The Central Bank of Nigeria (CBN) requires that banks with international subsidiaries maintain a capital adequacy ratio (CAR) of 15 per cent while banks without international subsidiaries maintain a CAR of 10 per cent. The minimum requirement for systemically important banks (effective July this year) is 16 per cent.
About 10 companies have got their shareholders’ nod to raise N200 billion before the end of the year, 2017, while four firms have successfully floated about N7.2 billion from January to June 2017.
Some of the companies that have gotten shareholders’ approval to raise about N191.3 billion this year include: Wema bank N50 billion; Guinness Nigeria Plc N39.7 billion; Forte Oil N20.0 billion; UACN Plc N15.4 billion; Union Bank Plc N50 billon; Unilever Nigeria Plc N63.0 billion; and May & Baker Nigeria Plc N3.0 billion.
However, Mustapha Suberu, Lead Research & Strategy at Eczellon Capital Limited argued that: “The hike in monetary policy rate from 12 to 14 per cent would taper the spate of bond issuance as the cost of issuance may become too high for corporates to bear.”
One of those that have taken this position is Wema Bank, which got the Securities and Exchange Commission nod to raise N50 billion.
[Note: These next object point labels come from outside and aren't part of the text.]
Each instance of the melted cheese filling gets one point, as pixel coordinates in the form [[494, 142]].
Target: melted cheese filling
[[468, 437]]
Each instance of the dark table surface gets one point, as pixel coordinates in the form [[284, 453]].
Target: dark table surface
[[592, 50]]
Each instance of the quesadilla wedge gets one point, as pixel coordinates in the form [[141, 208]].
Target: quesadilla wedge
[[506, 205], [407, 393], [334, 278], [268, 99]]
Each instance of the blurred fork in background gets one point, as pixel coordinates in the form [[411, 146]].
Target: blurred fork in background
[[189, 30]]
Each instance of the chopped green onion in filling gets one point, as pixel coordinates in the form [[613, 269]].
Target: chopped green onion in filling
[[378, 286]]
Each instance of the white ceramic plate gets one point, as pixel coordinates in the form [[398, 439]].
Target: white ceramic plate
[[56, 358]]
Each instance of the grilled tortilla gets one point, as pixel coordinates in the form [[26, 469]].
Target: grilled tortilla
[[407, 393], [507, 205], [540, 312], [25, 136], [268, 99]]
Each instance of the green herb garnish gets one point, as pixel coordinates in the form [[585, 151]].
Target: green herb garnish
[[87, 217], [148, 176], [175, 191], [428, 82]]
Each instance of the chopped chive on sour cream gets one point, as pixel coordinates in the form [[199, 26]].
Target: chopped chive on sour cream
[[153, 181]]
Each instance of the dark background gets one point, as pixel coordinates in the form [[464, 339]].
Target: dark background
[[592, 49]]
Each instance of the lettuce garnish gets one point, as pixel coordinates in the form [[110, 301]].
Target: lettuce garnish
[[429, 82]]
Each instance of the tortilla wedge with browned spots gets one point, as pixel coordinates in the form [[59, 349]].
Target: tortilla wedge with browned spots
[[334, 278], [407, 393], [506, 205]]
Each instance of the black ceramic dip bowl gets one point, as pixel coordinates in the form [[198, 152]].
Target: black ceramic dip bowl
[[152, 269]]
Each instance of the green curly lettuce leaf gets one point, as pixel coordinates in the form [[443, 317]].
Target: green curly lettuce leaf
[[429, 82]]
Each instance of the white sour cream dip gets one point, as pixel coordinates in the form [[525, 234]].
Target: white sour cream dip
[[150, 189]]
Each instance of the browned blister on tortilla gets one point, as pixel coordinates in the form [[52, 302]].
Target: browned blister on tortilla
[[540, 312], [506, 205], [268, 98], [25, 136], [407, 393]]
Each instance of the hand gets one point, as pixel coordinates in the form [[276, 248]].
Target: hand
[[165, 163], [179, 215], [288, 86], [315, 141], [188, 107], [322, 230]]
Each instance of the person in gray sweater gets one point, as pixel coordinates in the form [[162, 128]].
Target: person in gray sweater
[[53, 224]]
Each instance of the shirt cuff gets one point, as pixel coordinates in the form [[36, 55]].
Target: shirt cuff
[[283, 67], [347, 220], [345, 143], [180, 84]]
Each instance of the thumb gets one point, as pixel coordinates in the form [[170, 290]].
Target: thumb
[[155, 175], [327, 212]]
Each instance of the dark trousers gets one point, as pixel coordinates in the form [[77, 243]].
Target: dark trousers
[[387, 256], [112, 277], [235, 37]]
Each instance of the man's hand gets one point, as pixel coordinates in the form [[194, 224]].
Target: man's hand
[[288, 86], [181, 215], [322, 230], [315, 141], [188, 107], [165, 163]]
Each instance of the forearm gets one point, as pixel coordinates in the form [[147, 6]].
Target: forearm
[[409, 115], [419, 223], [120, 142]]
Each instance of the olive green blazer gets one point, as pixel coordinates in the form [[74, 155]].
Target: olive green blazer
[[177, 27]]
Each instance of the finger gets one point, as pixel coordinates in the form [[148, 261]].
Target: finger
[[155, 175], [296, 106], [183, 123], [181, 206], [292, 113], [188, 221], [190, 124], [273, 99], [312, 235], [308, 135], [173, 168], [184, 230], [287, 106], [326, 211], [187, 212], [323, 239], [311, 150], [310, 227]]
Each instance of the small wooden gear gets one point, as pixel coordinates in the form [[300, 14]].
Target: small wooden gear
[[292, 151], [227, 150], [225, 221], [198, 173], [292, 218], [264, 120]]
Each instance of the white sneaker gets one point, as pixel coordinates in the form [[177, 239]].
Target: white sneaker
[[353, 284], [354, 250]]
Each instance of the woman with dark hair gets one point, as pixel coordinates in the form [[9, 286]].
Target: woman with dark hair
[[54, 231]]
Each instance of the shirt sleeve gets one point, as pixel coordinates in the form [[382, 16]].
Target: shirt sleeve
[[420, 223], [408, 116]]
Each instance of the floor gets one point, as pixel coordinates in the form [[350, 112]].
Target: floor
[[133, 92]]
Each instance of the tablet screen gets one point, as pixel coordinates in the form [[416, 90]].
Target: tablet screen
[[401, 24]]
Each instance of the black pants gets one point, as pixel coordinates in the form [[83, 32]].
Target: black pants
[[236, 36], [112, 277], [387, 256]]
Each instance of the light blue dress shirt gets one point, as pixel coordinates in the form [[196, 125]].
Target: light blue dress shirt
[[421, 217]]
Tunde Mabawonku, the Chief Finance Officer (CFO) at Wema Bank in a recent chat about the bank’s half year result said: “We are looking at bond issuance in Q3, 2017 to raise tier 2 funds. We are still monitoring the market, depending on the interest rate, we will make that call. If the rate does not reduce, we may not raise the bonds this year, maybe in Q1 2018.”
“When treasury bill is selling for 18 and 19 per cent, you will raise bonds at a higher rate and lock down for 7 years.”
Analysts, however believe that the current rally in the equity capital market offers a great incentive for quoted companies to access the market to raise the needed equity capital for their expansion projects.
“As activities increase in the primary market segment of the equity market, the demand for debt capital may drop. Consequently, we expect the interest rate and yields on the fixed income securities to drop,” the FSDH posited.
Sola Oni, Stockbroker/CEO, SOFUNIX Investment Limited said, “The Adoption of Rights Issues is a tradeoff of other options for capital injection such as bank loans, corporate bonds and a host of other financing instruments.
He however expressed cautious optimism, “The key downside to our view lies in the high rate of returns on government securities which are considered secured.”